The movement of the camera is that of a floating object drifting down a large river. The movement is mainly slow and serene. The object flows along, carried by the currents toward the sea. Once there, the images and sounds pick up speed as the waves spin and hit the object, which is caught up in uncontrollable movement until the sea spits it out onto the beach.
Editing of the image is kept to a minimum; the filming was manipulated as little as possible. The work respects the object's natural route and flow. Six 54" tapes were shot in long shots, starting at an inland location (the bank of an urban settlement) until it reaches a beach on the coast. Through viewing the six screens, we watch the object’s eight kilometre route, seen as a subjective long shot, with no cuts or editing at all.
The soundtrack for the video installation is based on real sounds recorded on the tapes during filming. The sound of rapids in the river merges with a train going by or a wave crashing loudly. The audio, synchronized at certain moments with the images on one of the screens, also serves as general ambient sound and as a testimony of the sound of the object’s journey.
:EDITING OF VIDEO INSTALLATION:
Each of the six videos is shown on an independent floating screen, set out in a hexagonal arrangement.

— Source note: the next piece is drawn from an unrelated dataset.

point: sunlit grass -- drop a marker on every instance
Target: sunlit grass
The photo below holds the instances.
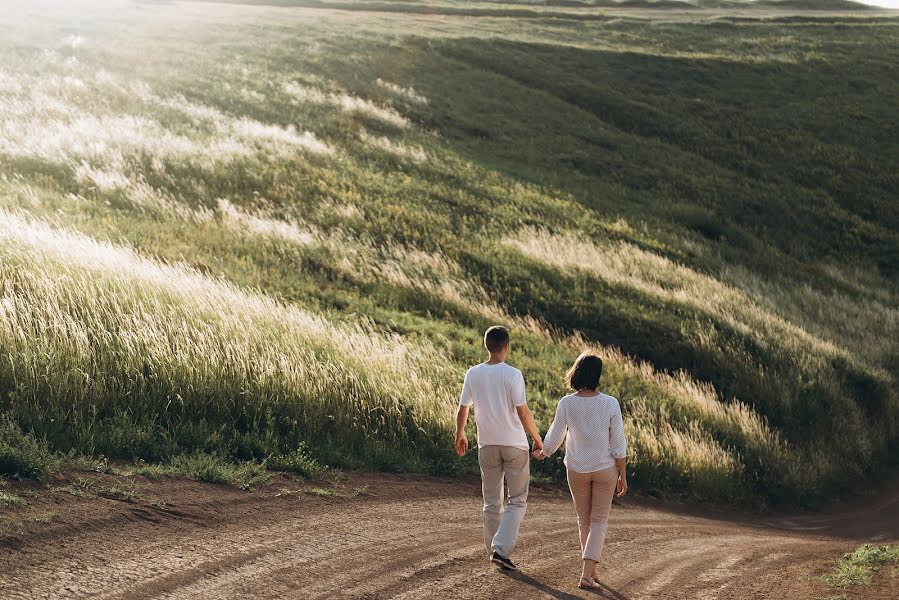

During the 45’ screening, the six screens are seen simultaneously.
“…and the discarded, destroyed object is transmuted into a necessary, ancestral reminder.”
With this apt phrase, Pepe Marín Medina ended the fantastic text he wrote for the catalogue for “Las cosas en su lugar” (Things in their place), the exhibit that was part of my project Des(h)echos, developed over a large part of recent years.
This project analyzes contemporary society through its consumer goods, their relationship with the environment, and their impact on the future. The objects produced by consumer society are interpreted as a cultural product that transforms the environment, nature, or the territory into a cultural landscape, given that, as Medina said in the same text, “the history of humans, like the history of culture, is the process of the transformation of the world”.
Through dozens of sculptures and photographs, contaminated by certain archaeological strategies, the product shows the consumer object in a humanized way, as the result of the complex process of constructing our material culture. The idea for the work that I am currently developing and presenting at Intermediae arose as a result of playing with the humanization of objects and is called “Testimonios Futuros” (Future Testimonies). It is an audiovisual work (in the format of a six-screen video installation), where free rein is given to the play of a double perspective. In this case, a story is not told from the artist’s external view but instead, the object has the chance to present its own interpretation of the process and transformation of our environment: through the subjective long shot, it gives testimony.